By the nineties, I no longer felt alone in my country music rapture. I don't know what happened, but suddenly everybody liked it -- everybody I interacted with, at least. At work kids ten years younger than me had their radios tuned to the local country station. As a teen I kept my country predilection a secret. Nobody at that age wants to be an outcast. Really, the only people who knew were my best friend who turned me on to country in the first place and my parents (it gave us one thing in common). But now? We all began comparing notes about our favorite artists, the latest hits, even a bit of country gossip. It was liberating. Dwight and George were still hotter than ever, but now we had Alan Jackson and Mark Chesnutt and Pam Tillis and Mary Chapin Carpenter and Patty Loveless. Diamond Rio, The Mavericks, Brooks and Dunn. Tanya was releasing her best music ever. There was such a glut of great music it was almost overwhelming. I collected CD's like my son collected baseball cards.

After the nineties, I held on. I somehow found a Texas independent radio station online and listened to it at work. Every so often I'd catch a track I liked. But let's put it this way: My Spotify playlist for the years 2000 - 2010 contains 74 songs. My '90's playlist has 227. Something bad was happening to country. It was almost as if all the creativity was spent the decade before and everyone was tired, even the new acts. The word came down from on high -- "No more of that 'country shit'. It's a new millennium." And thus Faith Hill and Tim McGraw were borne. The Dixie Chicks turned surly. Kenny Chesney was lying back on a beach somewhere. A few, like George and Alan and Dwight, refused to bow, but it was a new, loathsome world. I recognized few artists' names, and worse, I didn't care that I didn't know them.
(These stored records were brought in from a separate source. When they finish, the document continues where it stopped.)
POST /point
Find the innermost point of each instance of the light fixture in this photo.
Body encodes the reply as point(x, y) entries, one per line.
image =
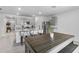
point(33, 15)
point(40, 12)
point(53, 6)
point(19, 9)
point(0, 8)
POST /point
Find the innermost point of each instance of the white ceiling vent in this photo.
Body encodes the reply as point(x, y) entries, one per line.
point(0, 8)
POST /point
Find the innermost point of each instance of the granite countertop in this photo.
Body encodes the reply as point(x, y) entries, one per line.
point(58, 38)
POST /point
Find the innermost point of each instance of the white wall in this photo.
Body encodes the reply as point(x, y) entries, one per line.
point(68, 22)
point(2, 24)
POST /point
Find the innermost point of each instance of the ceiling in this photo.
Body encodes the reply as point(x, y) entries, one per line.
point(36, 10)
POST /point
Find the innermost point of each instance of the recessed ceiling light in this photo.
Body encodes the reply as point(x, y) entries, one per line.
point(40, 12)
point(53, 6)
point(19, 9)
point(33, 15)
point(0, 8)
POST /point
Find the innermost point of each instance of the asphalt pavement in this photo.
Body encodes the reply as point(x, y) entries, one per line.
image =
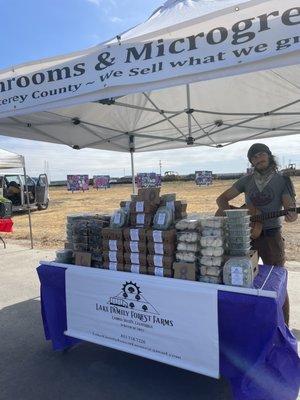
point(31, 370)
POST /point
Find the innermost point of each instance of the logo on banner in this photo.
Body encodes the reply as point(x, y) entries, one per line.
point(131, 297)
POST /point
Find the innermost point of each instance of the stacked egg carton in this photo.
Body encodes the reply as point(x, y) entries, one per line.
point(238, 232)
point(242, 266)
point(135, 245)
point(161, 248)
point(213, 247)
point(188, 246)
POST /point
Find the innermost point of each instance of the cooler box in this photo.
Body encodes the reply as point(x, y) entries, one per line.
point(5, 208)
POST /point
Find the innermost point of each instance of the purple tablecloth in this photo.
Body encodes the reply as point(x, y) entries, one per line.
point(258, 353)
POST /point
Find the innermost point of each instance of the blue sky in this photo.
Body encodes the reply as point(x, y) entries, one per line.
point(35, 29)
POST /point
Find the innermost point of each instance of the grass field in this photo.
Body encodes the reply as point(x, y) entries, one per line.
point(49, 225)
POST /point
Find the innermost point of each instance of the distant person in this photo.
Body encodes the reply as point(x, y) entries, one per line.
point(266, 190)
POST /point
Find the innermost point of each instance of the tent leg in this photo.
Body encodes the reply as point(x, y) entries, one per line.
point(28, 207)
point(132, 173)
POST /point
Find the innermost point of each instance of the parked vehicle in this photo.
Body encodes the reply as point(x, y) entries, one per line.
point(14, 188)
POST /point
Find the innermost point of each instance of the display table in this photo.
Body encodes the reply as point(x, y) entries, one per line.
point(258, 353)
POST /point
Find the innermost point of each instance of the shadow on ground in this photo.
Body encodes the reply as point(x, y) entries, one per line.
point(31, 370)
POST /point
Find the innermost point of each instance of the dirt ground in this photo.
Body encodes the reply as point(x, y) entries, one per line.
point(49, 225)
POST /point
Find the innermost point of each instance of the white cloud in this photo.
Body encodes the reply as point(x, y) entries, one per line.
point(96, 2)
point(63, 160)
point(116, 19)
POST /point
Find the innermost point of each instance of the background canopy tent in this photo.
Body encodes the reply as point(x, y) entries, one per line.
point(202, 73)
point(10, 160)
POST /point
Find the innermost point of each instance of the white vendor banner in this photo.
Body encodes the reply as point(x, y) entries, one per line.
point(167, 320)
point(246, 38)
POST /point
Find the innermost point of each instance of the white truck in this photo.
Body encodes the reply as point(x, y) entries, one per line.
point(12, 187)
That's when I stopped. Just stopped. Stopped listening to music in general. Sure, here and there something would strike my consciousness -- an album, a song I heard while I was buying coffee in the morning --  and I might buy it or I might not. 

I no longer felt that chill. 

I miss it.

I miss getting so gobsmacked by a song that I couldn't wait to go out and grab the CD, come home and rip off the cellophane, peel off that stupid adhesive strip, fling open the CD changer and swirl up the volume, stand back and swoon. Then play it again. 

I miss hearing Ralph Emery in the middle of the night spin a new track by Faron Young and losing my breath, then zipping a money order off to Ernest Tubb's Record Shop to get my hands on it because my local record shop across the river didn't bother to stock it. 

I miss falling so in love with "Silver Wings" that I sang all three vocal parts into my reel-to-reel tape recorder, which required sleight of hand I didn't even know I possessed at sixteen. 

I miss hearing "The Big One" on my car radio for the first time as I waited for my kids' classes to dismiss and hoping against hope that the DJ would it again.

I miss playing Marty Stuart's "Sundown In Nashville" on repeat, over and over. 

I miss Roger Miller's "Engine Engine #9" becoming an earworm when I was eight years old, hearing it on the radio inside my big sister's first apartment after school. 

I miss writing a rock opera to The Beatles' "Help" album when I was nine as a testament to my devotion. 

I even miss sitting in the rocking chair in my bedroom and playing Ray Price's "Soft Rain" on repeat with tears streaming down my face the day my dad died.

To be honest, music will never touch me like that again.

I try to keep up. I have a favorite country website that features the latest from the country world. I click on the videos the writer embeds, but I rarely make it all the way to the end. Even with the few I like, it's more on a cerebral level. "Yea, he sounds authentic; tight songwriting; wish he would've gone to a bridge here." I can't remember the last one (was there one?) that stabbed me in the heart. I don't know if it's them or if it's me. It's probably both of us. I've lived through wondrous times in music. I'm jaded. You're gonna have to give me something otherworldly to knock me over. Trust me; I don't want to feel this way. I want to fall in love with music I've never before heard. But maybe it's simply too late. It's all been done, and done so much better that the deck is stacked. 

If you're wondering why I have been silent here so long, it's because there is really nothing left to say.